Spontaneous Singing in the Bible

Spontaneous Singing in the Bible December 5, 2016

As I prepare to teach my course on the Bible and music next semester, I’ve been thinking more about the music behind and in the Bible, as well as music that takes up the already-existing Bible and works with it.

As I think about the depictions of spontaneous singing by individuals (or what is often so construed by interpreters), I began to wonder what this actually envisages. Was there a custom of spontaneously composing song on the spot, in ancient Jewish or other societies? Does the unlikelihood of full-fledged song composition (in our sense) taking place in such instances indicate that the “singing” was more like poetic speech, or rap, or something different from any musical genre one might hear today on the radio?

In some instances, it is in fact merely the headings of the passages that suggest someone “sang,” when in fact the text itself merely has “said” (so, for instance, in the Magnificat and Nunc Dimittis in Luke 1, and the prototypes that these are patterned on in the Hebrew Bible, such as “Hannah’s song” in 1 Samuel 2). But in other instances, such as the “Song of Moses” in Exodus 15, there is explicit mention of singing – and in many of those instances it seems that others joined in.

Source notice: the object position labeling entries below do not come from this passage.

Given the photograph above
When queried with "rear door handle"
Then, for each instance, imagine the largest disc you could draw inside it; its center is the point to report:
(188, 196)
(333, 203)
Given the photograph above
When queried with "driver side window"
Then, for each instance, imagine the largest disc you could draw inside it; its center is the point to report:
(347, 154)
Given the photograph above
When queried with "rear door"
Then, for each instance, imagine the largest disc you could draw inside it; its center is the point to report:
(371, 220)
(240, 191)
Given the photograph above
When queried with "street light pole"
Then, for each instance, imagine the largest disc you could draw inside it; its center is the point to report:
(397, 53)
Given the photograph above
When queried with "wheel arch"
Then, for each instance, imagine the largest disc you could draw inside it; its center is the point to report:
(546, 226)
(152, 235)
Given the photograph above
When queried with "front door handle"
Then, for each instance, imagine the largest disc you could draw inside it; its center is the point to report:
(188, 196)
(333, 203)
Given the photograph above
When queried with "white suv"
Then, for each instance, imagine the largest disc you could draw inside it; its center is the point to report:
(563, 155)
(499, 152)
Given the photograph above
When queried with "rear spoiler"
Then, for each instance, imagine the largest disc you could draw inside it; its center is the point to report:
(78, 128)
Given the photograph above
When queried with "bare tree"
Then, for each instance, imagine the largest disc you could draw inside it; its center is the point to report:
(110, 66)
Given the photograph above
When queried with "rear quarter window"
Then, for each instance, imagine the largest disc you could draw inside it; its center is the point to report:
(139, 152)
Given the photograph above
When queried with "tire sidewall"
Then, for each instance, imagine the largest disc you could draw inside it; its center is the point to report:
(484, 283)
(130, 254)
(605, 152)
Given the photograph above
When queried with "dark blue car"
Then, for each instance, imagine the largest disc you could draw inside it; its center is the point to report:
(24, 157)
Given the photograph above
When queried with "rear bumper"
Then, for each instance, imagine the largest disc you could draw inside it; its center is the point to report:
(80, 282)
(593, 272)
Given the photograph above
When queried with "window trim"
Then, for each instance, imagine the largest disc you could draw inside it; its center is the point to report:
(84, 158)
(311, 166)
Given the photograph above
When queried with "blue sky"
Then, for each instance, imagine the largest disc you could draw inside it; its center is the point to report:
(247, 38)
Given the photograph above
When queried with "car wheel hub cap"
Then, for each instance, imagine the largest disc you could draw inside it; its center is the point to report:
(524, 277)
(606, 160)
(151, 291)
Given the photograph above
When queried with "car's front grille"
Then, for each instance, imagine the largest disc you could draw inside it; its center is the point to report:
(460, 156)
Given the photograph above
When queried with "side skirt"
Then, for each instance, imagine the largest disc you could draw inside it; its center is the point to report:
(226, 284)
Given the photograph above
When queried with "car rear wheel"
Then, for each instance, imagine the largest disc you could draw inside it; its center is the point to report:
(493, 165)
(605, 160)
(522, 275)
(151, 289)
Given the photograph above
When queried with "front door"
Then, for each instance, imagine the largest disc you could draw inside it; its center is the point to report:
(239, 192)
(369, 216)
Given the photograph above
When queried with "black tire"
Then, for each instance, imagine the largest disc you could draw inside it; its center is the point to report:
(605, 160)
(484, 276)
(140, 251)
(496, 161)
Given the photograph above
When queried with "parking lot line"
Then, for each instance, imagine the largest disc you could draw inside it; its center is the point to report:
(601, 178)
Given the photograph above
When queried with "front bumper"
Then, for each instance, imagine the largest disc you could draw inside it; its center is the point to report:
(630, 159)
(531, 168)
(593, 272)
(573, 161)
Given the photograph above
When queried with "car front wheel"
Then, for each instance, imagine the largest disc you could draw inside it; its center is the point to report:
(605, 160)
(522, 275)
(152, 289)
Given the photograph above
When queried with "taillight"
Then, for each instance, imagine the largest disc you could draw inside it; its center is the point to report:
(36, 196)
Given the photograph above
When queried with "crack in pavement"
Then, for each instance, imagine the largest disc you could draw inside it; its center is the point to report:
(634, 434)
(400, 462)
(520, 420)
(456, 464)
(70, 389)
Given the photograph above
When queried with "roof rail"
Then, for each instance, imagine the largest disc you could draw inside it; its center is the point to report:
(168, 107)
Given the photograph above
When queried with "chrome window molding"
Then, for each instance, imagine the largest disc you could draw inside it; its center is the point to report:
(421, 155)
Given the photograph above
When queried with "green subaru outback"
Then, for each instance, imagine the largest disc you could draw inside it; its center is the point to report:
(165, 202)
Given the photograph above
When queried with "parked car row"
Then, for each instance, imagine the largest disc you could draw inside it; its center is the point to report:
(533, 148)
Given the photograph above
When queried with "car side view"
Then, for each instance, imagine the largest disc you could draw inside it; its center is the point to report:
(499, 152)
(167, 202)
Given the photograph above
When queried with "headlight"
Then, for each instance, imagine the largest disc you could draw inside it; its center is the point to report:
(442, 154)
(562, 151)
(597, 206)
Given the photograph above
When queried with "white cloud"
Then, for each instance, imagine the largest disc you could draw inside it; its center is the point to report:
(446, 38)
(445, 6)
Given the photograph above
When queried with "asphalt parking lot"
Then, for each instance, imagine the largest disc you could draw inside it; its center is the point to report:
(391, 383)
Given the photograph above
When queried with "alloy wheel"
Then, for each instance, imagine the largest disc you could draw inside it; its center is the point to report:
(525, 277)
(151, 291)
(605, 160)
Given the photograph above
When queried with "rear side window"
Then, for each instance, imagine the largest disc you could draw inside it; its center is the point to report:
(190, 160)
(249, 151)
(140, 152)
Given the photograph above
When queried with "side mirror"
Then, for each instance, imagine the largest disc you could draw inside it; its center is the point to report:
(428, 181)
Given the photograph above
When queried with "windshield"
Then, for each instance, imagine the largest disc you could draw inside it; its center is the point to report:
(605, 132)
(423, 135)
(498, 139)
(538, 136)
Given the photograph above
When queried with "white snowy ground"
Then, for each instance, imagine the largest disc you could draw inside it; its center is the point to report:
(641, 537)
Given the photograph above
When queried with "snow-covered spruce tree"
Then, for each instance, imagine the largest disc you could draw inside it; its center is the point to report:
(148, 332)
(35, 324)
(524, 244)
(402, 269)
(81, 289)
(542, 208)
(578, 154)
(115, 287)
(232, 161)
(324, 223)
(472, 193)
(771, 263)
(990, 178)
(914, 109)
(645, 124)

When it comes to depictions of groups spontaneously breaking into song, that is not hard to envisage – if the song is an already-existing one that is well known. But is that what Exodus, or the Book of Revelation, has in mind?

If we treat the stories in question as “musicals,” then these things make a certain kind of sense. The songs are not depictions of what happened, but ways of highlighting the significance of key moments in the drama. If we insist on reading them as depictions of historical events, including the musical numbers, then making good sense of them becomes problematic.

What is your view of the “songs” that appear within narratives in the Bible? Are they best understood as spontaneous musical compositions, musical numbers that the author of the narrative had no expectation that anyone would think reflected what was said on the occasion depicted in the story, or something else?